Alongside her instructor and advisor, Associate Professor of Music Matt Cataldi, Bratton began work on her project, which she called "On the Other Hand: From Injury to Inspiration."

Through her 10-week SURF effort, Bratton delved into the musical realm of compositions specifically designed to be played with the left hand and studied the stories of famous piano composers who created such works themselves - Paul Wittgenstein, for example, an Austrian-American who lost his right arm during World War I, and Alexander Scriabin, who suffered injuries to his hand that arose from his playing. She also examined left-handed compositions by composers like Ravel, Chopin, Godowsky and Czerny, with the culmination of her studies resulting in her creation of an original left-handed arrangement of an existing piece, "The Lord's Prayer" by Albert Hay Malotte.

"There is a substantial repertoire [of compositions] for the left hand, but … it's infinitesimally smaller than the entire piano repertoire," said Cataldi, who also serves as Radford's director of piano studies. "So we thought it would be a really cool idea to contribute something original to that body of work, not only to study the composers of the past but to add on some thoughts in a more modern take.

"It's a huge challenge, of course, to compose or arrange anything from scratch, but taking that arrangement and arranging it for one hand alone is just a challenge on top of a challenge," Cataldi added. "I think Leah's done a really great job of not only making that work but also coming up with a really engaging and interesting piece of music."

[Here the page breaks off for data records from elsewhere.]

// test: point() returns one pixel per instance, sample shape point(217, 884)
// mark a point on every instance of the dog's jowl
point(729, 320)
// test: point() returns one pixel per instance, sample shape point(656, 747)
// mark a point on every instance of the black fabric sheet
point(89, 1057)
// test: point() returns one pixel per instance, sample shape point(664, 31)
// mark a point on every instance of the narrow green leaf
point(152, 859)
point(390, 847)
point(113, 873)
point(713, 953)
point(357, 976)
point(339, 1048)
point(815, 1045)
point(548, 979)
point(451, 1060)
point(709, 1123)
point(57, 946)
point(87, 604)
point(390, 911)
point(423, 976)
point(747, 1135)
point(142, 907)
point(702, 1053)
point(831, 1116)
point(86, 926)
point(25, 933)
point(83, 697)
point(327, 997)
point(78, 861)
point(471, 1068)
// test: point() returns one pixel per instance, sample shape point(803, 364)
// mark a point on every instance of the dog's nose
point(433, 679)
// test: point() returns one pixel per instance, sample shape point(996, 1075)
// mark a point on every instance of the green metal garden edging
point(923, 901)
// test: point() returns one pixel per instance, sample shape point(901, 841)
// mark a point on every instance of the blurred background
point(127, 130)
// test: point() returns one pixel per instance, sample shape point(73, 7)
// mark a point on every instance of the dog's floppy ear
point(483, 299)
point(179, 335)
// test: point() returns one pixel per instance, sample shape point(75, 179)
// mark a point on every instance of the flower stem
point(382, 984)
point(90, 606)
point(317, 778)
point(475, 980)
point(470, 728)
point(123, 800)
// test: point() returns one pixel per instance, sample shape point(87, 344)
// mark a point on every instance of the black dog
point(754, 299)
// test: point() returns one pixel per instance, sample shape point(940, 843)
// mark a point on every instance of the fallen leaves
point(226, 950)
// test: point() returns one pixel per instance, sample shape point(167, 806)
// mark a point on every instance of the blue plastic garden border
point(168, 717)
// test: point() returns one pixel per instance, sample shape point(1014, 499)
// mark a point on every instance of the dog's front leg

The experience of playing with one hand, Bratton said, "is exactly like learning all over again … you have to approach the piano so differently," and it spawned for her a new awareness of performance factors like posture, fingerings and techniques from pianists of the past. But she said she hopes the project will help inspire other musicians who may be trying to manage their own playing-related injuries.

"I really have enjoyed it, it's been an amazing process," she said. "I think that definitely dips my toes into the water of what it's like to play with just one hand. And then with the original arrangement, I found some really, really fun things to add to that piece, so I'm very excited."

As with all SURF students, Bratton will conduct a public presentation about her work and research. Her lecture and piano performances will be held at the Covington Center's Davis Performance Hall at 11 a.m. on Oct. 14.